Dolion chuckled. “Pedantic notion, yes. First, I cannot make you want to marry him with magic. I do not make love potions. I won’t even get into the ridiculousness of offering a firstborn to a demon king. What would I do with it? Second, I’d much rather have a beauty such as you decorating my court. A gilded cage would suit you nicely. Loaning you out to whomever I pleased would be just the thing.”
Nyfain’s entire body tensed up. He gritted his teeth and squeezed his eyes shut, turning his head toward me a little and refusing to breathe. He was struggling against the urge to run down there and snap off Dolion’s head. I knew that because I was fighting the same urge.
“I had planned to just kill him,” Dolion went on, “but I have thought of a better solution. I cannot make you love him, but I can force your hand into marriage and all that comes with it.”
I breathed evenly, sitting very still. I hadn’t accounted for this in my scheming with Hadriel. This was not part of my plan.
“And how will you do that?” I asked in (I hoped) a bored tone.
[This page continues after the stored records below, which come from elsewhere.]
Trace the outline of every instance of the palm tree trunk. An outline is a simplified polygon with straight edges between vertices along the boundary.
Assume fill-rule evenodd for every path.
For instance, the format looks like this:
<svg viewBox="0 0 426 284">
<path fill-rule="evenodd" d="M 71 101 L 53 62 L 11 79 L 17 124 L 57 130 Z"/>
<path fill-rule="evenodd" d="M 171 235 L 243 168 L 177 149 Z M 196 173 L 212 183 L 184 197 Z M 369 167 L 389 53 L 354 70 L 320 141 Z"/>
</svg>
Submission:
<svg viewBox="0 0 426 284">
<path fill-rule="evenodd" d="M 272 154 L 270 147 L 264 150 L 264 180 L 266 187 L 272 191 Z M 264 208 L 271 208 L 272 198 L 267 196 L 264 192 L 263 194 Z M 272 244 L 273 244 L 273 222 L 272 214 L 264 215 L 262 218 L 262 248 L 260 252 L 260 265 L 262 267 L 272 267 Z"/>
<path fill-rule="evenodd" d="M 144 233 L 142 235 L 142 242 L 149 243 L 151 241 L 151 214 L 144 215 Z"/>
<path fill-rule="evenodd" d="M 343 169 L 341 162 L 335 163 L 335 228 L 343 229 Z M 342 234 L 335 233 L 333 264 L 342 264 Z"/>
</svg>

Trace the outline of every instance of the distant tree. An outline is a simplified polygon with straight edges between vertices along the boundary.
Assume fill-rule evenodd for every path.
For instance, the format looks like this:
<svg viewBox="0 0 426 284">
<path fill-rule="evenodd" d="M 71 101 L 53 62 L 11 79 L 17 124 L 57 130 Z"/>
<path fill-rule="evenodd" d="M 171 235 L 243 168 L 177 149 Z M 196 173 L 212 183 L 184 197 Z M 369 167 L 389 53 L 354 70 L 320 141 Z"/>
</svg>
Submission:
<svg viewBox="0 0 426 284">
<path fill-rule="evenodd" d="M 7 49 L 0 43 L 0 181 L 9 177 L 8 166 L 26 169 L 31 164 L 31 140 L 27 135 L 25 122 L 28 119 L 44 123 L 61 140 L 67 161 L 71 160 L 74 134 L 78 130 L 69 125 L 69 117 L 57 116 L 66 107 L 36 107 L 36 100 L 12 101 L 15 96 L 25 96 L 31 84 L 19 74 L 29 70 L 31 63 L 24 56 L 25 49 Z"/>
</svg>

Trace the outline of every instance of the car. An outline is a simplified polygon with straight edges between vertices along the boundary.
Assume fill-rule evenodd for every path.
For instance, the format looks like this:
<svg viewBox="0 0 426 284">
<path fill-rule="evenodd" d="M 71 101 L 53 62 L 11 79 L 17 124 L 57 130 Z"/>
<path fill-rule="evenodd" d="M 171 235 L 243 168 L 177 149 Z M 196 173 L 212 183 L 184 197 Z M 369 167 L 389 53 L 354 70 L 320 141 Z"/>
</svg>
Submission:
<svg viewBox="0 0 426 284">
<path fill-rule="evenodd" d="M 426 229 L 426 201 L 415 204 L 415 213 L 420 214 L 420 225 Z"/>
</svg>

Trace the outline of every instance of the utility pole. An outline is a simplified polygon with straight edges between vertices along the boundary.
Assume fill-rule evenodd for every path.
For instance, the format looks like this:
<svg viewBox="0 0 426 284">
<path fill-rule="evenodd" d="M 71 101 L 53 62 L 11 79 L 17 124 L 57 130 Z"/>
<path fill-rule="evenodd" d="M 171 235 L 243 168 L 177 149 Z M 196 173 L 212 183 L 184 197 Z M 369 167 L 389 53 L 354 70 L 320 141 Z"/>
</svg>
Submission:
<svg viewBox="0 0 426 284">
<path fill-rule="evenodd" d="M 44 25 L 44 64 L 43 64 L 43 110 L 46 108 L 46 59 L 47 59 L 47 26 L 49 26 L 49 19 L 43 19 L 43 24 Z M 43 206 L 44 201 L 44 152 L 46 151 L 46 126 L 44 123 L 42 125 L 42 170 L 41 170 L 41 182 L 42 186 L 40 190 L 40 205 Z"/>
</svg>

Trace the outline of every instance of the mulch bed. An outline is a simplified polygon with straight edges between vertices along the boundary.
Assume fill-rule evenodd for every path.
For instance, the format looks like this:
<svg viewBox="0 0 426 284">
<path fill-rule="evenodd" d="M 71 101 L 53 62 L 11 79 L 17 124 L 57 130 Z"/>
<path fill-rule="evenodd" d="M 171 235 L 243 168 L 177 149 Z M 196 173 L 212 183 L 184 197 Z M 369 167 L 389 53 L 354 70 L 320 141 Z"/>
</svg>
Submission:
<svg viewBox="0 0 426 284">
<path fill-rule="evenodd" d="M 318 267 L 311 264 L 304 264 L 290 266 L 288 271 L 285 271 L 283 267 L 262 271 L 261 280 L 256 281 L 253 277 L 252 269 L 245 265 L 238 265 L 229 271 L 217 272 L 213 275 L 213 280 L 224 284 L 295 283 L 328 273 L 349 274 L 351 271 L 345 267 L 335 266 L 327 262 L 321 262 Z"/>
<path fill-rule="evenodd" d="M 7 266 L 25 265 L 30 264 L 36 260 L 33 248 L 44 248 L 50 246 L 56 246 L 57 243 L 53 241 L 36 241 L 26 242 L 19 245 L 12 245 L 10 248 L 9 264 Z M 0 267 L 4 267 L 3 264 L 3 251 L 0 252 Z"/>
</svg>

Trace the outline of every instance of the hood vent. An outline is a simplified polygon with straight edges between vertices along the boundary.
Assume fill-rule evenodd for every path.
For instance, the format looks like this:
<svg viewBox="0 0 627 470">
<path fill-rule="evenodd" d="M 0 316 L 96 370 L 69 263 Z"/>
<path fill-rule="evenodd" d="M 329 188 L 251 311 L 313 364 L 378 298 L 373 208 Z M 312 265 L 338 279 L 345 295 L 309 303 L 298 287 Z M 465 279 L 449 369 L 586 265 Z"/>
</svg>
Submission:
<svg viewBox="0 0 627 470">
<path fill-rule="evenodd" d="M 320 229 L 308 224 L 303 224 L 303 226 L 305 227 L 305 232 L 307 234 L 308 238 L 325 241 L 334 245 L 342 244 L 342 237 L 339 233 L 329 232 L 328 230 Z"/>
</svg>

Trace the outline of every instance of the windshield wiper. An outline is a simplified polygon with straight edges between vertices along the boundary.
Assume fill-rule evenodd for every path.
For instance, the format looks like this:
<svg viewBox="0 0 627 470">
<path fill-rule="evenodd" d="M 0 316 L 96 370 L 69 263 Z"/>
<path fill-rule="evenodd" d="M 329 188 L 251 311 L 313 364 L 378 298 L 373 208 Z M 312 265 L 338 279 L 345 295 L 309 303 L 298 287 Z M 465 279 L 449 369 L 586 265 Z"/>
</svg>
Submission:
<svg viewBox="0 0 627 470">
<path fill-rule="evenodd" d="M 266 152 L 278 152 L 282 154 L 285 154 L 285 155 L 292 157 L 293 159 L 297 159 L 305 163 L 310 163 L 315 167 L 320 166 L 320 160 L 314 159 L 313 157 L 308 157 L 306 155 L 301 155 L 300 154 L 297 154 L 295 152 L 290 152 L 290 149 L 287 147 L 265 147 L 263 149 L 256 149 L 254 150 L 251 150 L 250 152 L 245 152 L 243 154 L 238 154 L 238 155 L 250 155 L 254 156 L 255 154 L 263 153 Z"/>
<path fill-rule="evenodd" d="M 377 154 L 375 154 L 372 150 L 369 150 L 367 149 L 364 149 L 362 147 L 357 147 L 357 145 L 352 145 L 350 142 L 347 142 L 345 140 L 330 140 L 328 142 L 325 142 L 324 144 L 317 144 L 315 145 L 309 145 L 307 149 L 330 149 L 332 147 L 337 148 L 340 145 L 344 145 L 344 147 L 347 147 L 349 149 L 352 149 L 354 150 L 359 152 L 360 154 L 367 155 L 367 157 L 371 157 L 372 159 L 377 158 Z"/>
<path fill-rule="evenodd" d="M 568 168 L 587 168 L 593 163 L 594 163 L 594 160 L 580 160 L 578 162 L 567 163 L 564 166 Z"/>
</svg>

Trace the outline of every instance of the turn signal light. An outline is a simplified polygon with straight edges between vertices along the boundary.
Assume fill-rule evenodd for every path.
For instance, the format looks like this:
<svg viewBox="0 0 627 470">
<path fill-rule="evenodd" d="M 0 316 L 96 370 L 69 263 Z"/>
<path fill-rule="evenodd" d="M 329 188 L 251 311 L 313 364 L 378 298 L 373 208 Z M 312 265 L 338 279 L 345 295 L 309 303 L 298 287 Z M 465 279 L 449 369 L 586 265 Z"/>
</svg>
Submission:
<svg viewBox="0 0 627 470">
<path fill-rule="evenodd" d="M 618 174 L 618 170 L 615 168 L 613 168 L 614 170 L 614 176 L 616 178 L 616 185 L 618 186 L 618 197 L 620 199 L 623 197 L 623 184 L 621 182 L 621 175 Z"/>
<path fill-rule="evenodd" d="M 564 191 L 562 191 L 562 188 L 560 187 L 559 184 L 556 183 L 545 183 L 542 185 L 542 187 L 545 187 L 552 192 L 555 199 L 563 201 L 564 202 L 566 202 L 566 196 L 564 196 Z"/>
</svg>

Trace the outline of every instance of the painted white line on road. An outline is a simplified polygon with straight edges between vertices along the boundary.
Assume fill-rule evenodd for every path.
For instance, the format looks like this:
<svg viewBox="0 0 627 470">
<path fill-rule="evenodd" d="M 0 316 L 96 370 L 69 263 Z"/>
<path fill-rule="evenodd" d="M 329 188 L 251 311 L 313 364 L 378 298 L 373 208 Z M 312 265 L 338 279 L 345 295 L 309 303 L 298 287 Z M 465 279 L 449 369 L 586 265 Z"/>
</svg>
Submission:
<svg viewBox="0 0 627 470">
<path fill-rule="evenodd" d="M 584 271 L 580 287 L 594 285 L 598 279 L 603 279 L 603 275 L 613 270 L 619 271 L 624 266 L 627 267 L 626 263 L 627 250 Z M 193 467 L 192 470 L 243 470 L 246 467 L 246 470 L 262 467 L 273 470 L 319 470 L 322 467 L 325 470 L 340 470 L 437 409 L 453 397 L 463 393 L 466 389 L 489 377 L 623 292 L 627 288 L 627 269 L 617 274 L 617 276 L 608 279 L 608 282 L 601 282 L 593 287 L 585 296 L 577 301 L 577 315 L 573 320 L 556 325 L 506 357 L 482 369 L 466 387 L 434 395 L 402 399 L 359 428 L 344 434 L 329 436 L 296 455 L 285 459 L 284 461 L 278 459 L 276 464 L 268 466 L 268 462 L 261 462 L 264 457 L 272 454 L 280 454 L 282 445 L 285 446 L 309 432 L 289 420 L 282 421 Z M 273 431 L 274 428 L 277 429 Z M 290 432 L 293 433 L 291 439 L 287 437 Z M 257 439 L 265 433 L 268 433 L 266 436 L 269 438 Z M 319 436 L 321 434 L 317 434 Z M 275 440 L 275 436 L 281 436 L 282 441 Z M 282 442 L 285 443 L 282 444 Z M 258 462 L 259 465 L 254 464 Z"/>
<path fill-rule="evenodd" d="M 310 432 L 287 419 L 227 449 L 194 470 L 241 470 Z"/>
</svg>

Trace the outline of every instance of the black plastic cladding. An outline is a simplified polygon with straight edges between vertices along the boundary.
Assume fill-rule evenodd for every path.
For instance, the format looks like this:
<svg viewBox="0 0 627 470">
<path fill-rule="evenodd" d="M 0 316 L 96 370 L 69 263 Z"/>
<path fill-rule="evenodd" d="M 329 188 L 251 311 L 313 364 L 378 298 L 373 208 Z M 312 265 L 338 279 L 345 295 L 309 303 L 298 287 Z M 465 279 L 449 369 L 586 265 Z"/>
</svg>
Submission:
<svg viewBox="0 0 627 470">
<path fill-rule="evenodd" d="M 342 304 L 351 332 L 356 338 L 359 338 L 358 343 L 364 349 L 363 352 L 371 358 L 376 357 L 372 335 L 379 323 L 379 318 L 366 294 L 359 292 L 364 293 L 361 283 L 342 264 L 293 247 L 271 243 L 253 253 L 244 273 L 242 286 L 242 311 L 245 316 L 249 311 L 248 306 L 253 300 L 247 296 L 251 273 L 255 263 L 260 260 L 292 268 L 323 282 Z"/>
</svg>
“A trade, of course. You will marry him, bear his children—I have attendants to hold you down and force your compliance if necessary…”
Rage filled the bond a moment before Nyfain roared. He launched up, and his chair went tumbling backward. He grabbed the edge of the long table and strained for a moment before throwing it up and flipping it over. It went skidding across the floor on its top. The candles snuffed out, leaving only the flickering sconces on the walls. He rushed down the empty space where the table had been, hellbent on reaching Dolion, whose eyes had gone wide.